How does a Geothermal Heat Pump differ from other heating systems?
A GSHP is significantly cheaper to run than other heating systems. However, it does take longer to warm your house at the beginning of winter, so you would need to start it up a couple of weeks earlier. Once running, you will probably feel your radiators at a comfortable warm temperature, rather than piping hot, and so you would probably run the unit for longer during the day. Nevertheless, you will still save money, as power is used to circulate refrigerant with a small pump, not to actually provide heat.
A GSHP is more efficient than an Air Source Heat Pump (ASHP), which extracts heat from the air. An ASHP is really only efficient at temperatures above -6 deg celsius (21 deg F), but a GSHP can still provide heating at much lower outdoor temperatures.
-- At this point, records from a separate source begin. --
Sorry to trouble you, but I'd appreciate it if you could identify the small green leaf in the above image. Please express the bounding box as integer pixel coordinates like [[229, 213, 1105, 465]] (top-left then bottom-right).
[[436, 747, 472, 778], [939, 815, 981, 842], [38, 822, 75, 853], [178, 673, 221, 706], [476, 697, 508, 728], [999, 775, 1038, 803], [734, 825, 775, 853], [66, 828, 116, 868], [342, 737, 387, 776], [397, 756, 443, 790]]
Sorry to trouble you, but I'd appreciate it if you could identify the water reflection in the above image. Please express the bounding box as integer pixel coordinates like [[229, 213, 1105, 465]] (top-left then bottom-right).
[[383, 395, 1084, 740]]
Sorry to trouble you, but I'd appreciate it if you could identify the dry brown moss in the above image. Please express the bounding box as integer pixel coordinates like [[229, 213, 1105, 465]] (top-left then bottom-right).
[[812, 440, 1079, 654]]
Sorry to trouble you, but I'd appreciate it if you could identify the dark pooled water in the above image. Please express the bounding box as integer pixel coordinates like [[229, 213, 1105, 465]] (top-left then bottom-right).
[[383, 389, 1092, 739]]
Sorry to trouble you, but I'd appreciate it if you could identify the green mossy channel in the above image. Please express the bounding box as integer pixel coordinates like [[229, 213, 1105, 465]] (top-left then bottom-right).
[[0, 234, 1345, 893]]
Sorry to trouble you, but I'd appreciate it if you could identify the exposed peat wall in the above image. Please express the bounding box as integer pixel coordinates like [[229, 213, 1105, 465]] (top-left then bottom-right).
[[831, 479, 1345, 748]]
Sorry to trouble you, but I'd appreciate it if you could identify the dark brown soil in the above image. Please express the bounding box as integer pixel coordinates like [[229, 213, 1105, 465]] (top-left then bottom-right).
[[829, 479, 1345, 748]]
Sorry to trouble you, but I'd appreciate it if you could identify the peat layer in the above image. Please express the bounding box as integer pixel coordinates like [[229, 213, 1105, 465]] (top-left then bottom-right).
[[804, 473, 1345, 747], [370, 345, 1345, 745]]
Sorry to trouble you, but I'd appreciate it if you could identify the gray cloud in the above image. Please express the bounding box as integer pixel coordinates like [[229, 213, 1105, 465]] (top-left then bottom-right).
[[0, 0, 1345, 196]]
However, if you live in an apartment, you will obviously not have access to the ground space to install a GSHP, and so the best alternative is an ASHP.
Can I be energy independent with Geothermal Energy?
It is unlikely that a GSHP can meet all your energy needs. In cooler areas, you will need extra heating for your hot water needs. However, a combination of GSHP, and roof mounted solar water heater, and a solar panel array can definitely make you energy independent, and in some areas, you will almost certainly be able to sell power back to the grid.
How Long do Geothermal Heat Pumps Last?
A GSHP can last for 30 years or more. When you consider that you will probably recoup your investment in between 4 an 10 years, that gives you a long time with almost free heat.